Reset the SmartGrid to its initial state.

This method will call the reset method on the internal objects, e.g., the World, the Agents, etc. Despite its name, it must be used first and foremost to get the initial observations.

Parameters:

seed – An optional seed (int) to configure the random generators and ensure reproducibility. Note: this does not change the global generators (Python random and NumPy np.random). SmartGrid components must rely on the _np_random attribute.
options – An optional dictionary of arguments to further configure the simulator. Currently unused.

Returns:

A tuple containing the observations and additional information for the first (initial) time step, in this order. There is no additional information in the current version, but an empty dict is still returned to be coherent with the base API. The observations is a dictionary indexed by agents’ name, containing their initial observations, for each agent in the World.

abstract reward(rewards: Dict[AgentID, Dict[str, float]]) → Dict[AgentID, float][source]¶

Transform multi-objective rewards into single-objective rewards.

Parameters:: rewards – A dict mapping each learning agent to its rewards.

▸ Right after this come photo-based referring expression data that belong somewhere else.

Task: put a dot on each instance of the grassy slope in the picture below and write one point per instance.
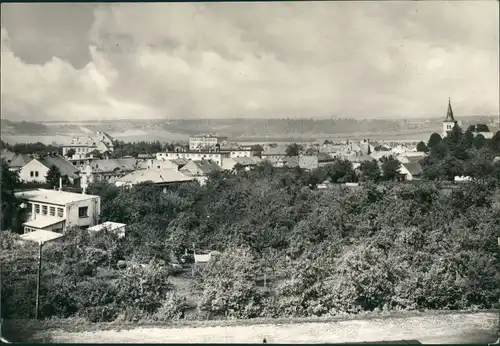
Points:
(427, 327)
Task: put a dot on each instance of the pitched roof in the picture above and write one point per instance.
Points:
(202, 167)
(157, 176)
(292, 161)
(308, 162)
(324, 157)
(413, 167)
(53, 196)
(106, 166)
(180, 161)
(361, 158)
(19, 160)
(247, 161)
(64, 166)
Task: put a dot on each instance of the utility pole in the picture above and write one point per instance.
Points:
(40, 244)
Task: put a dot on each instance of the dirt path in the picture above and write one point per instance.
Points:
(446, 329)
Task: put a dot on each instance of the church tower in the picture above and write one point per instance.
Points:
(449, 122)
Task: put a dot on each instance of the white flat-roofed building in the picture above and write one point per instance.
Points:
(114, 227)
(54, 210)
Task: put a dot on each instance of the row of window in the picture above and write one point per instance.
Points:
(46, 210)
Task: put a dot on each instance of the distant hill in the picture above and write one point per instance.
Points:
(244, 129)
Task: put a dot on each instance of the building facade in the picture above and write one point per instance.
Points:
(82, 146)
(216, 156)
(56, 211)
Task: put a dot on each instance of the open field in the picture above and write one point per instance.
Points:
(427, 327)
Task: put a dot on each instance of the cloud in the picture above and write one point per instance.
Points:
(220, 60)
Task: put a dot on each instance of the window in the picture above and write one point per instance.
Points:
(83, 212)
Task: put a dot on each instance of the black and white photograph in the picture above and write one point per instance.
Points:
(272, 172)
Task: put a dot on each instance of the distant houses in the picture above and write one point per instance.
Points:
(36, 170)
(80, 147)
(160, 177)
(107, 170)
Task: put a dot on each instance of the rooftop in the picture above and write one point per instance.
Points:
(157, 176)
(111, 165)
(53, 196)
(42, 221)
(64, 166)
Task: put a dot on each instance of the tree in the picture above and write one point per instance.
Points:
(421, 146)
(468, 139)
(454, 137)
(390, 168)
(53, 176)
(9, 201)
(370, 170)
(293, 149)
(70, 153)
(434, 140)
(479, 141)
(482, 128)
(229, 287)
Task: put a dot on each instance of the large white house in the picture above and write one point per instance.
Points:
(36, 170)
(101, 142)
(56, 210)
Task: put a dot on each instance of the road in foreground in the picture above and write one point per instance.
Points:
(454, 328)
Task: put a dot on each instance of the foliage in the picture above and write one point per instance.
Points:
(293, 149)
(390, 168)
(70, 153)
(434, 140)
(229, 287)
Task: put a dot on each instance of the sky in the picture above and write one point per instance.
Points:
(252, 60)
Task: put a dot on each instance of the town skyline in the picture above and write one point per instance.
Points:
(249, 60)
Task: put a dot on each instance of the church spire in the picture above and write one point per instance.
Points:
(449, 114)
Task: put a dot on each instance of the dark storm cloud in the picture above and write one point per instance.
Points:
(359, 59)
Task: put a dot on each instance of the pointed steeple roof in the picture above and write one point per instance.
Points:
(449, 114)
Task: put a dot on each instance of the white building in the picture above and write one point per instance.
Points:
(53, 210)
(36, 170)
(205, 142)
(101, 142)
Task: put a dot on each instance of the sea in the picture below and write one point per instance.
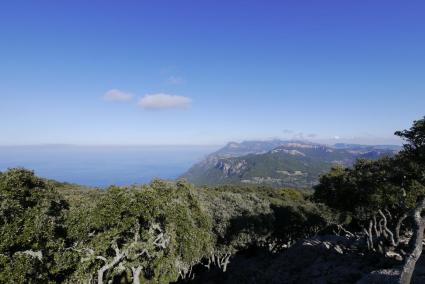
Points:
(102, 166)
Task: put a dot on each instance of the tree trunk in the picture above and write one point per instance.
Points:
(136, 274)
(415, 244)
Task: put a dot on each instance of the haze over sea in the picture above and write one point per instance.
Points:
(102, 166)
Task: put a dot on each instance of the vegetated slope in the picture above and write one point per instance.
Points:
(279, 163)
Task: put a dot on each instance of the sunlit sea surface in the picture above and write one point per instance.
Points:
(101, 166)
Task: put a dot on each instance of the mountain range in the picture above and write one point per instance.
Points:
(279, 163)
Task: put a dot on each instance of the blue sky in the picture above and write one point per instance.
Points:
(207, 72)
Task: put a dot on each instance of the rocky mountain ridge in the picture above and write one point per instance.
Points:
(279, 163)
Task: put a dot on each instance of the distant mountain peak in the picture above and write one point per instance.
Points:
(293, 163)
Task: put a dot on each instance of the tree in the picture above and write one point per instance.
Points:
(380, 195)
(150, 233)
(31, 228)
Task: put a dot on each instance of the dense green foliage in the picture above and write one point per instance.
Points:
(53, 232)
(293, 164)
(394, 183)
(161, 232)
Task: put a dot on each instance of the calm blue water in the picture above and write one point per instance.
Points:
(103, 165)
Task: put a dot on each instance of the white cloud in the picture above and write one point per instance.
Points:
(164, 101)
(175, 80)
(115, 95)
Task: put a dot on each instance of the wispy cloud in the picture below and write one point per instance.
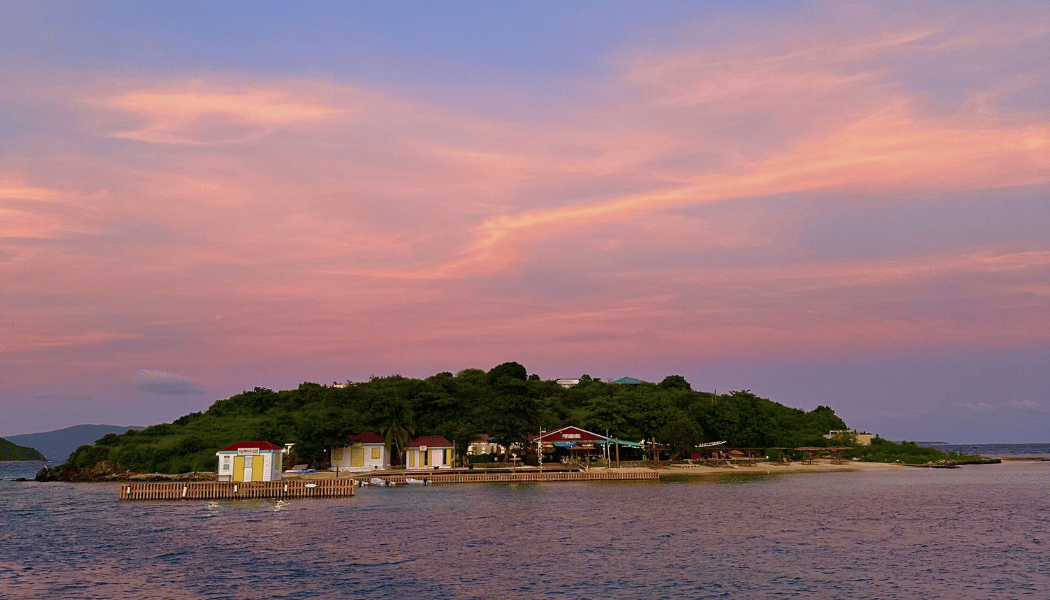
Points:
(165, 384)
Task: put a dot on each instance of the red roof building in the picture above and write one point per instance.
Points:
(568, 434)
(247, 445)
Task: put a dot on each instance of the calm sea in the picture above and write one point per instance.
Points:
(995, 450)
(975, 532)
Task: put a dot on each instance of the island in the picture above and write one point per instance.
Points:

The rewards are represented as a dict themselves (dict of dicts), containing one or several rewards, indexed by their reward function’s name, e.g., { 'fct1': 0.8, 'fct2': 0.4 }.
Returns:: A dict mapping each agent to its scalar reward. The rewards are scalarized from the agents’ dict of rewards.

reward_calculator: RewardCollection¶

The RewardCollection, responsible for determining agents’ rewards each step.

This environment has a (partial) support for multi-objective use-cases, i.e., multiple reward functions can be used at the same time. The RewardCollection is used to hold all these functions, and compute the rewards for all functions, and for all agents, at each time step. It returns a list of dicts (multiple rewards for each agent), which can be scalarized to a list of floats (single reward for each agent) by using a wrapper over this environment. See the reward_aggregator module for details.

state() → ndarray¶

Returns the state.

State returns a global view of the environment appropriate for centralized training decentralized execution methods like QMIX

step(actions: Dict[AgentID, ActionType]) → Tuple[Dict[AgentID, ObsType], Dict[AgentID, float], Dict[AgentID, bool], Dict[AgentID, bool], Dict[AgentID, Dict[str, Any]]][source]¶

Advance the simulation to the next step.

This method takes the actions’ decided by agents (learning algorithms), and sends them to the World so it can update itself based on these actions. Then, the method computes the new observations and rewards, and returns them so that agents can decide the next action.

Parameters:

actions – The dictionary of actions, indexed by the agent’s name, where each action is a vector of parameters that must be coherent with the agent’s action space.

Returns:

A tuple containing information about the next (new) state:

obs_n: A dict that contains the observations about the next state; please see _get_obs() for details about the dict contents.
reward_n: A dict containing the rewards for each agent; please see _get_reward() for details about its content.
terminated_n: A dict of boolean values indicating, for each agent, whether the agent is “terminated”, e.g., completed its task or failed. Currently, always set to False: agents cannot complete nor fail (this is not an episodic environment).
truncated_n: A dict of boolean values indicating, for each agent, whether the agent should stop acting, because, e.g., the environment has run out of time. See max_step for details.
info_n: A dict containing additional information about the next state, please see _get_info() for details about its content.

world: World¶

The simulated world in which the SmartGrid exists.

The world is responsible for handling all agents and “physical” interactions between the smart grid elements.